Recebi este texto, e não pude deixar passar, a mensagem não é 
apenas linda, mas de muita experiência emocional e profissional. Em minha prática clínica, particularmente  não gosta de atender dependentes químicos, me incomoda  perceber o quanto essas pessoas sofrem, e o quanto elas são inteligentes, a nível de conhecimento, cultura, vida, sensibilidade, alguns chegam a ser verdadeiros filósofos, e humanos em relação ao próximo, mas não percebem que todo essa sabedoria se torno um poder, e na frase clássica no herói de quadrinhos  Homem aranha -"todo grande poder , vem com grandes responsabilidades". E esta é 
a questão, as pessoas não querem assumir" responsabilidades" pelos seus atos, é mais fácil culpar o outro, a família, a sociedade...
Não percebem que possuem um tesouro em suas mãos, A VIDA, buscando apenas
o "nirvana"químico das drogas.  Leiam o texto, é um pouco longo, mas vale a pena.
Suely Martins-Psicóloga.


 DO FUNDO DO POÇO

Frei Betto, escritor

Não tenho posição formada. Pergunto-me se legalizar o plantio e o comércio
da maconha não seria um passo para, mais tarde, se deparar com
 manifestações pela legalização do tráfico e consumo de cocaína e ecstasy...

Presenciei, em Zurique, no início dos anos 90, a liberação do consumo de
drogas no espaço restrito da antiga estação ferroviária de Letten. Ali, sob
auspícios da prefeitura, e com todo atendimento de saúde, viciados injetavam
cocaína, ópio, heroína, a ponto de o local ficar conhecido como Parque das
Agulhas. Em 1995, encerrou-se a experiência. Apesar do confinamento, houve
aumento do índice de viciados e da criminalidade.

Nem sempre o debate se pergunta pelas causas da dependência de drogas. É
óbvio que não basta tratar apenas dos efeitos. Aliás, em matéria de efeitos,
a minha experiência com dependentes, retratada no romance “O Vencedor”
(Ática), convenceu-me de que recursos médicos e terapêuticos são
importantes, mas nada é tão imprescindível quanto o afeto  familiar.
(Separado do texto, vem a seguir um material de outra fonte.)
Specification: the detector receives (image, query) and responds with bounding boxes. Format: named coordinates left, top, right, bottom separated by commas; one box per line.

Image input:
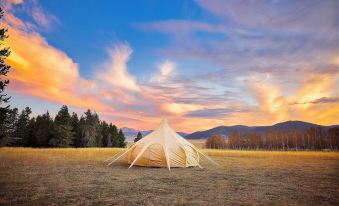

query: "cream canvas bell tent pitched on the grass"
left=107, top=120, right=217, bottom=170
Família que não suporta o comportamento esdrúxulo e antissocial do

dependente, comete grave erro ao acreditar que a solução reside  em
interná-lo. Sem dúvida, por vezes isso se faz necessário. Por outras é o
comodismo que induz a família a se distanciar, por um período, do
parente insuportável. Dificilmente a internação resulta, além de
desintoxicação, em abstenção definitiva da droga. Uma vez fora das grades da
proteção clínica, o dependente retorna ao vício. Por quê?

Sou de uma geração que, na década de 1960, tinha 20 anos. Geração que
injetava utopia na veia e, portanto, não se ligava em drogas. Penso que
quanto mais utopia, menos droga. O que não é possível é viver sem sonho.
Quem não sonha em mudar a realidade, anseia por modificar ao menos seu
próprio estado de consciência diante da realidade que lhe parece pesada e
absurda.

Muitos entram na droga  pela via do buraco no peito. Falta de afeto, de

autoestima, de sentido na vida. Vão, pois, em busca de algo que,
virtualmente, “preencha” o coração.

Assim como a porta de entrada na droga é o desamor, a de saída é
obrigatoriamente o amor, o cuidado familiar, o difícil empenho de  tratar
como normal alguém que obviamente apresenta reações e condutas  anômalas.

Do fundo do poço, todo drogado clama por transcender a realidade e a
normalidade nas quais se encontra. Todo drogado é um místico em potencial.
Todo drogado busca o que a sabedoria das mais antigas filosofias e religiões
tanto apregoa (sem que possa ser escutada nessa sociedade de hedonismo
consumista): a felicidade é um estado de espírito, e reside no sentido que
se imprime à própria vida.

O viciado é tão consciente  de que a felicidade se enraíza na mudança do
estado de consciência que, não a  alcançando pela via do absoluto, se
envereda pela do absurdo. Ele sabe que sua felicidade, ainda que momentânea,
depende de algo que altere a química do cérebro. Por isso, troca tudo por
esse momento de “nirvana”, ainda que infrinja a lei e corra risco de vida.

Devemos, pois, nos perguntar se o debate a respeito da liberação das drogas
não carece de ênfase  nas causas da dependência química e de como tratá-las.
Todos os místicos, de Pitágoras a Buda, de Plotino a João da Cruz, de Teresa
de Ávila a Thomas Merton, buscaram ansiosamente isto que uma pessoa
apaixonada bem conhece: experimentar o coração ser ocupado por um Outro que
o incendeie e arrebate. Esta é a mais promissora das “viagens”. E tem
nome: amor.
Frei Betto é escritor, autor de “Conversa sobre a fé e a ciência”  (Agir), entre outros livros.